I am referring to Kuznetsov's book, p. 230 where in the context of Melnikov's integral, it is said that $$ T_{(x^0(t_0),0)}\mathcal{W}^u+T_{(x^0(t_0),0)}\mathcal{W}^s=\mathbb{R}^{n+1} $$
I have problems to see this identity. Why is the sum of the two Tangent spaces on the left Hand side the whole $\mathbb{R}^{n+1}$?
For illustration, let $n=2$. A picture for this situation is shown on page 211 of the linked book: Why is the sum of the two tangent spaces the whole $\mathbb{R}^3$?

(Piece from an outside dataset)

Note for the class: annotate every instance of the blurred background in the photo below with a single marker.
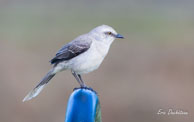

If you are trying to understand why equality on page 211 holds, recall that for linear subspaces always holds equality ${\rm dim}\; ( V + W) = {\rm dim}\; V + {\rm dim}\; W - {\rm dim}\; (V \cap W)$. The same holds for tangent spaces since they are linear subspaces. Both tangent spaces $T_{(x^0(t_0),0)}\mathcal{W}^u$ and $T_{(x^0(t_0),0)}\mathcal{W}^s$ are two-dimensional on this figure, and, according to how it is pictured, at the intersection point they don't coincide, so ${\rm dim}\; (T_{(x^0(t_0),0)}\mathcal{W}^u \cap T_{(x^0(t_0),0)}\mathcal{W}^s) < 2$. Surfaces $\mathcal{W}^u$ and $\mathcal{W}^s$ have a curve $\Gamma_0$ in the intersection, so their tangent spaces at point $(x^0(t_0), 0)$ have common subspace (associated with this curve, of course) and ${\rm dim}\; (T_{(x^0(t_0),0)}\mathcal{W}^u \cap T_{(x^0(t_0),0)}\mathcal{W}^s) = 1$.
Hence $${\rm dim}\; (T_{(x^0(t_0),0)}\mathcal{W}^u + T_{(x^0(t_0),0)}\mathcal{W}^s) = 3$$ and $T_{(x^0(t_0),0)}\mathcal{W}^u + T_{(x^0(t_0),0)}\mathcal{W}^s = \mathbb{R}^3$.